Terry Bradshaw's


For those who are too young to have witnessed the actual on-the-field accomplishments of Pittsburgh Steelers quarterback Terry Bradshaw and instead have referenced archival film footage or the many books related to Steelers history, they are missing the true essence of his ability. Although his statistics match well with latter day inductees, Bradshaw earned his entry to the Pro Football Hall Of Fame due to the energy and confidence he brought to his team whenever he stepped onto the field. This was one of the obvious factors that separated him from so many others. The championships, Super Bowl appearances and victories, and the week-to-week performances that so often rescued what appeared to otherwise be lost causes came from determination that was at the highest level and contagious.

Modern day television viewers may see Bradshaw as a “used to be performer” or just another sportscaster, a bit out of step with what is the norm for television analysts and commentators and he has been prone to statements seen as outlandish. However, he was a great player who directed a great team and rose to the occasions in great games. For the helmet aficionados that flock to HELMET HUT and its many features, Bradshaw also treated us to numerous helmet and facemask brands and styles. He wore the distinctive Dungard 105 mask on his Riddell helmet at Louisiana Tech [ see HELMET HUT
   http://www.helmethut.com/College/LTU/Bradshaw.html ]

With the Steelers, he wore a number of different helmets in addition to the Riddell issues, including the Rawlings Ridge style with Dungard 205 mask in 1977 and ‘78. The Maxpro Kineomatic model that Bradshaw first wore in 1979 was one of his most interesting and memorable helmets. The Maxpro history actually began in 1947 when Dallas based dentist Dr. Thomas M. Marietta devised a facemask for a hockey player that had suffered a broken nose. This peaked interest in the local area among other sports teams and Marietta hit the front pages of the Dallas newspapers when he fashioned masks for Texas Christian University’s star quarterback Lindy Berry and Texas A&M fullback Bob Smith, protecting Berry’s broken jaw and Smith’s broken nose. In 1951 approximately half of the Aggies squad was experimenting with or wearing the Marietta masks. The good doctor continued his work, eventually designing mouth guards and then helmets. Their first suspension helmets hit the marketplace in the late 1950s and in the early ‘70s, before they developed a clear shell helmet of their own, they purchased the clear shells from Riddell, installed their own internal suspension system and put their own stamp on the shells. However, they began to produce their own clear shells from Lexan plastic, giving Dr. Marietta a very competitive product. His clear shell helmet was thicker than that of the popular MacGregor model and the interior leather covered padding was held in place by Velcro. Penn State’s equipment staff preferred the Marietta clear shell helmet and had many of their players utilizing them from the early to mid-1970s, influencing the Steelers staff to do the same. In late 1977, Dr. Marietta’s company was sold to Maxpro who introduced their brand for the 1978 season.

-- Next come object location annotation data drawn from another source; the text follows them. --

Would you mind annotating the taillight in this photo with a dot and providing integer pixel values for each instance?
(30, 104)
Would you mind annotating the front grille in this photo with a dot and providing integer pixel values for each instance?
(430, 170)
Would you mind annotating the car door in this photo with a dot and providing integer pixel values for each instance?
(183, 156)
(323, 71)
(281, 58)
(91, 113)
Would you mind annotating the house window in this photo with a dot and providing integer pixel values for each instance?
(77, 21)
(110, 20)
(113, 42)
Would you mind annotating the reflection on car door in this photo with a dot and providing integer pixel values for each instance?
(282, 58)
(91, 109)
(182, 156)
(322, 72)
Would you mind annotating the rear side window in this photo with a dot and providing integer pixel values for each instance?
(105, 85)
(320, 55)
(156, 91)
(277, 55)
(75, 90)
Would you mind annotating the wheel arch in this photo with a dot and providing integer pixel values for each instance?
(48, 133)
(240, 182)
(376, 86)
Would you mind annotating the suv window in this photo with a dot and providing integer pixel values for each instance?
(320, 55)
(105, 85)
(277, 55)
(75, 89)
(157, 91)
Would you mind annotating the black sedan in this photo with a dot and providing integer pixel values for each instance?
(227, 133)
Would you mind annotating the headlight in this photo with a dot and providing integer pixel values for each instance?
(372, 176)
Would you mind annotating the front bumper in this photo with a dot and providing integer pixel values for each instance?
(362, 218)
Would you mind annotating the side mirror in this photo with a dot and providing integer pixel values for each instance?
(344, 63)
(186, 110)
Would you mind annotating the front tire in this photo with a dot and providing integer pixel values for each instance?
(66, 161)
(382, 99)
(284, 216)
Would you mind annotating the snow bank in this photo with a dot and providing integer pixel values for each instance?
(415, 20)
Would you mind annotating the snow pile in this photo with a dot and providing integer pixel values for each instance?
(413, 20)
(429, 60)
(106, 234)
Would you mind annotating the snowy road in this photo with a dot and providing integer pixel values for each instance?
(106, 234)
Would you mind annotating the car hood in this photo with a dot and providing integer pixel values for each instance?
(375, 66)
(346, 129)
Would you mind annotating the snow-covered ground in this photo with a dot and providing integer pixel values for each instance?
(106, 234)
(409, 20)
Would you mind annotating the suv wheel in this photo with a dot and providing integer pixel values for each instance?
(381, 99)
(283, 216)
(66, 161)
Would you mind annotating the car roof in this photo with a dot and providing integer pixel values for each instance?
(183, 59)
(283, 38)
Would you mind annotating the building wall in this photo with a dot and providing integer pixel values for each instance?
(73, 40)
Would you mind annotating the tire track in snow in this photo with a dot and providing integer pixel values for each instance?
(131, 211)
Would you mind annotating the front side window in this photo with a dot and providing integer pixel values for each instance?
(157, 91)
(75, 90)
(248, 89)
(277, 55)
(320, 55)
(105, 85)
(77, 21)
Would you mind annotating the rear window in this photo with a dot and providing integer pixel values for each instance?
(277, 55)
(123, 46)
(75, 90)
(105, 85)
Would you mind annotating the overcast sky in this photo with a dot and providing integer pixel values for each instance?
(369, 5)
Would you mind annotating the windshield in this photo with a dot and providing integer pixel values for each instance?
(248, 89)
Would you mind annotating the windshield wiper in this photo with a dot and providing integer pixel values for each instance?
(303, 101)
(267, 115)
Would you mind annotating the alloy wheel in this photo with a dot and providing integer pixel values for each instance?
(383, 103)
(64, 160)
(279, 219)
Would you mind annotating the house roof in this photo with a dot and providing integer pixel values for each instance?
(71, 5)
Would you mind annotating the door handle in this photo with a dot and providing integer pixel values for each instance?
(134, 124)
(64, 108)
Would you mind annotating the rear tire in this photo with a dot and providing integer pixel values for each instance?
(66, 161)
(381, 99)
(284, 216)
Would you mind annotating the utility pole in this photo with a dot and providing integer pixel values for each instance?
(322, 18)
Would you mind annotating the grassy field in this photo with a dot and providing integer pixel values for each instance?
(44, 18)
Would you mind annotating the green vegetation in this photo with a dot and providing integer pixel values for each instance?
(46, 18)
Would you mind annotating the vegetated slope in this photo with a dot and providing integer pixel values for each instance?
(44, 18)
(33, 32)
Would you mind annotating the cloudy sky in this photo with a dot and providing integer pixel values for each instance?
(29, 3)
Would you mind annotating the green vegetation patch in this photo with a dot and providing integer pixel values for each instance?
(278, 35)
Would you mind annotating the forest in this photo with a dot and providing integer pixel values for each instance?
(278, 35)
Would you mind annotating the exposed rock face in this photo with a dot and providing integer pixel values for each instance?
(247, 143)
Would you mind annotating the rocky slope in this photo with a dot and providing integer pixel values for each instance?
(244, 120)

Bradshaw was one of the Steelers who switched to the newly labeled Maxpro models, first using his in 1979 with the OPO XL black mask the Steelers had introduced in 1977.  As with other clear shell helmets, the black paint, mustard-yellow center stripe, and iconic Steelers decal placed on the right side of the helmet were all applied on the inside of the shell, fortuitously helping in the preservation of this excellent piece of history. The crafted leather covered padding that Maxpro was known for has held up remarkably well through the decades since this helmet’s retirement from action. Both the padding and the Kineomatic model sticker appear to be brand new. As was the usual procedure, Bradshaw’s identifying player numerals were affixed to the exterior of the shell. Bradshaw wore this helmet through the 1982 season, one that many Steelers fans consider to be his “real” retirement season. Before adopting the Maxpro helmet, the 1978 Steelers had won Super Bowl XIII and Bradshaw had been both First Team All Pro and the NFL Most Valuable Player. In ’79, the 12 – 4 squad beat the Rams in Super Bowl XIV with Bradshaw the game’s MVP following another Pro Bowl season. With many of its star players succumbing to age and injury, the Steelers slipped to 9-7 but still demonstrated quite a bit of firepower on offense. The team again missed the playoffs in ’81, finishing at 8 – 8 and entered 1982 with an injured Bradshaw needing anti-inflammatory injections in his elbow prior to every game. Yet, the old pro persevered and helped to carry the team to the playoffs in the strike-shortened season, throwing a league leading number of touchdown passes with Dan Fouts and Joe Montana. Post season surgery on the injured elbow gave hope for one last hurrah but as the 1983 season crawled forward, Bradshaw had not recovered enough to take the field. It would not be until the fifteenth game of the season that Bradshaw finally entered the field of play against the Jets, throwing five completions in eight attempts in an effort that completed his illustrious Pro Football Hall of Fame career. Anything that reminds fans and admirers of his legacy is highly valued and this rare, beautifully preserved Maxpro Kineomatic helmet is in every way, one of Bradshaw’s crown jewels.